USDA detains contaminated chicken

By Chloe Ryan

- Last updated on GMT

Salmonella causes diahorrea and vomiting
Salmonella causes diahorrea and vomiting

Related tags United states department of agriculture Food Food safety and inspection service Poultry

Chicken products made by Aspen Foods, a division of Chicago-based Koch Poultry Company, have tested positive to the same salmonella enteritidis strain that sparked a recall by the US Department of Agriculture (USDA) in July.

However, the company has refused to recall any more products, meaning the USDA’s Food Safety Inspection Service (FSIS) has been forced to direct its staff to actively seek out the company’s products on shop shelves and in restaurant kitchens and detain them.
According to FSIS, there is a “systematic problem at the establishment”​ and it said it was concerned about all frozen, raw, stuffed and breaded chicken products produced by Aspen Foods between 30 July 2015 and 17 September 2015.

Following an initial recall on 15 July of nearly two million (m) lb of chicken products, FSIS conducted intensified sampling at the plant to ensure the initial contamination had been controlled by Aspen Foods. Results from FSIS sampling show this was not the case and 12 positive results that match the outbreak strain of Salmonella have been confirmed.

Diahorrea and vomiting

Three illnesses have been epidemiologically linked to the plant. Salmonella causes diahorrea and vomiting and lasts between three and seven days. In severe cases, usually affecting children and the elderly, patients can be hospitalised.

The frozen, raw, stuffed and breaded chicken items are produced under numerous brands, including Acclaim, Antioch Farms, Buckley Farms, Centrella Signature, Chestnut Farms, Family Favorites, Kirkwood, Koch Foods, Market Day, Oven Cravers, Rose, Rosebud Farm, Roundy’s, Safeway Kitchens, Schwan’s, Shaner’s, Spartan, Sysco. They bear the establishment number ‘P-1358’ inside the USDA mark of inspection and were shipped to retail and foodservice businesses nationwide.

A spokeswoman for Aspen Foods told GlobalMeatNews all its staff were “tied up dealing with the situation”​ and it had “no comment”​ to make on the current FSIS alert.

However, the company released a statement on September 18 stating that it remained confident in the safety of its raw, breaded, stuffed chicken breast products. They had been produced in full compliance with US Department of Agriculture (USDA) regulations and inspected and passed by USDA, it said.

July 15 recall

Prior to the July 15 recall, the USDA had identified three human cases of salmonellosis, but couldn't find a product that tested positive for the same strain. It had focused on Aspen Foods because the ill people recalled eating our products, along with many other foods, the company said.
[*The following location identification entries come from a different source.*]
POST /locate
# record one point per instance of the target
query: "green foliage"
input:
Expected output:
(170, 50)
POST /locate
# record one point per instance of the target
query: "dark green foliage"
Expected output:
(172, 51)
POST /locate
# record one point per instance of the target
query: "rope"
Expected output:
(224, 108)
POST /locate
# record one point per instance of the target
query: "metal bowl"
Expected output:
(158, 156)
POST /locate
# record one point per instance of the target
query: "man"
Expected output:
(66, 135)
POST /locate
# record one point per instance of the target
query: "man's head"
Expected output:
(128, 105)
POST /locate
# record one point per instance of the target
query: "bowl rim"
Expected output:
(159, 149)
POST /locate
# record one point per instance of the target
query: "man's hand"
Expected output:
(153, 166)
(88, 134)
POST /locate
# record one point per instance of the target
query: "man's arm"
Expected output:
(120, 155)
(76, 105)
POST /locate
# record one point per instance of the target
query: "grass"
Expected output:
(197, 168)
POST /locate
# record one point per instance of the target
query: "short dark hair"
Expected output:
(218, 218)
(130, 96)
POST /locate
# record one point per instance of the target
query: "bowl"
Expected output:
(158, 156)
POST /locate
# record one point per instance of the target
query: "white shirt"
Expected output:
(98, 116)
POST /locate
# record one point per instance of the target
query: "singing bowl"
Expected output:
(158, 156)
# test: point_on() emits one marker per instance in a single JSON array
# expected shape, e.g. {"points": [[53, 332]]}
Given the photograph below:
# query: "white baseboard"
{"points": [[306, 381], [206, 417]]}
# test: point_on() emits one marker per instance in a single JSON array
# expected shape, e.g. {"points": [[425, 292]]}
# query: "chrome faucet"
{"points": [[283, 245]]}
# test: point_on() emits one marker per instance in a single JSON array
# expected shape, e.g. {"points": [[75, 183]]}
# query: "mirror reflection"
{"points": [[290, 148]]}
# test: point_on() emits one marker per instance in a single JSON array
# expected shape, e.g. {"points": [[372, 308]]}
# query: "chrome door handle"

"Despite the fact that USDA never found the strain of Salmonella they sought in our products, we agreed to recall voluntarily on July 15,"​ Aspen Foods said. "In addition, we implemented new food safety measures to reduce Salmonella and our own testing data shows that our efforts were successful.

"Now, months later, after USDA tested our products intensively, they have finally found the strain of Salmonella ​they were seeking. Salmonella​ at low levels is permitted on raw poultry because it occurs there naturally and because cooking destroys it.  In contrast to the July situation, USDA has now found the pathogen, but they haven't found people with the illnesses during the time these products were produced and marketed. Nevertheless, USDA asked us to recall six weeks of additional production.  This time, based on the advice of our food safety experts and legal counsel, we are declining to recall.

'Confusion and concern'

"The safety of our products and the confidence of our customer is critically important to us. However, without clear evidence to justify this massive new recall, we believe that complying with USDA's request will only create confusion and concern in the marketplace and harm our company's reputation when we have been cooperative and proactive, and when we have evidence to show that our products are safe and compliant with federal rules."

The company said its cooking instructions included on every package were validated as effective and approved by USDA and product labels clearly stated that the product had to be cooked in accordance with these instructions.

"The USDA's statement in its news release questioning the effectiveness of those instructions is puzzling,"​ it stated. "We invite consumers to view this important new video​ about the safe preparation of raw, breaded, stuffed chicken breast products. The video was reviewed by USDA prior to its release to ensure that it was accurate and effective."